Пабло мне сказал вы приезжали. Про картину спрашивали. Пабло пишет письмо. Я не умею. Говорю что писать. Сеньор Алехандро выбросьте ее быстро. Выбросьте. Так лучше. Я был в Советском Союзе. Больше двадцати лет назад. Я учился в Ленинграде. Кубинцев много училось. Нас пускали в русский музей. Мы копии делали. В склад тоже ходили. Хорошо было. Свобода. Я её в складе нашёл. Там как свалка была. Ненужные картины. Мне понравилась. Я копию хотел сделать. Попросил взять её домой. Мне разрешили. Всё равно ненужная. Я рядом с городом жил. В деревянном доме. Старухе платили. Я принёс начал рисовать. На ней много нарисовано. Буквы. Ноты. На книжках названия. Маленькие очень. Я в стекло смотрел. Буквы странные. Нот не знаю. Подумал нарисую просто так. Палочки нарисовал. А там настоящие были. Буквы какие-то и ноты. Подумал потом нарисую. Спрошу у кого-нибудь. И потом нарисую как там. Нарисовал в город поехал. Подумал спрошу про буквы. Настоящую картину в доме оставил. Свою вынес в кабину. Не помню по-русски. Вроде “serаi”. Плохой домик. Старуха ругалась пахнет краской. Вернулся из города дом сгорел. Совсем. Картина сгорела. Старуха жива. Говорит чужие ходили вокруг. Копия в кабине не сгорела. Скандал был. В музее ругались. Я в Гавану уехал копию тоже взял. Я потом ещё копии делал. С копии. Продавал. Штук 30 продал. В Гаване тоже пожар был. Потом воры. Я ещё копию с проданной уже сделал. Потому что хорошо покупали. Лучше чем другие. Сеньор Алехандро вам тоже продал. Совсем свежую копию. Выбросите её сеньор Алехандро. Вы уехали в Нью-Орлеане опять пожар был. Всё сгорело. Я её рисовать больше не буду. Я в Венесуэлу уезжаю. Или на острова. Сеньор Алехандро выбросите её. Spassiba. Мануэль”.

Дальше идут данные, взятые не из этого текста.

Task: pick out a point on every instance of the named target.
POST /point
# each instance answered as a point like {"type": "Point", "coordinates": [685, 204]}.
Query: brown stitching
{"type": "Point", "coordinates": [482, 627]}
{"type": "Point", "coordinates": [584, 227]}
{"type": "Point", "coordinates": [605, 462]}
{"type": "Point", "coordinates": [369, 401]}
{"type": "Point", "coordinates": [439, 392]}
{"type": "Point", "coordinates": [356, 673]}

Письмо мне не понравилось. Создавалось впечатление, что Мануэль что-то недоговаривает. Но даже из сказанного было ясно, что картина содержит в себе некую тайну. Ключ к этой тайне содержался, видимо, в непрорисованных Мануэлем деталях – тексте на листе бумаги, нотах, названиях книг, надписях на монетах. Зловещими также показались все эти многочисленные пожары, воры и заклинания Мануэля избавиться от картины. Скорей всего это было каким-то бредом, но неугомонная фантазия уже придумывала тайную и страшную организацию, заинтересованную в уничтожении загадочного натюрморта. Судьба героев “Маятника Фуко” меня совершенно не прельщала. Даже выдуманный Франкенштейн способен уничтожить своего создателя. Поэтому, немного поразмышляв, я сделал то, что настойчиво советовал Мануэль – избавился от картины.
Дождавшись наступления очередной среды – дня сбора мусора – я выставил натюрморт на улицу, прислонив его к мусорному бачку. Вернувшись вечером домой, я обнаружил, что картину мусорщики забрали. Вероятно, её останки догнивают где-то на свалке. Не исключено, впрочем, что кто-то из мусорщиков взял картину себе и теперь она украшает незатейливый интерьер какой-нибудь негритянской хижины.
А позже, в августе, прорвавшие дамбу воды хлынули в Нью-Орлеан, сметая всё на своём пути – дома, ограды, картины, пахнущие краской следы Мануэля, молодую память Пабло… Лишь в моей памяти остался отблеск неразгаданной тайны, словно дальние зарницы так и не разразившейся грозы.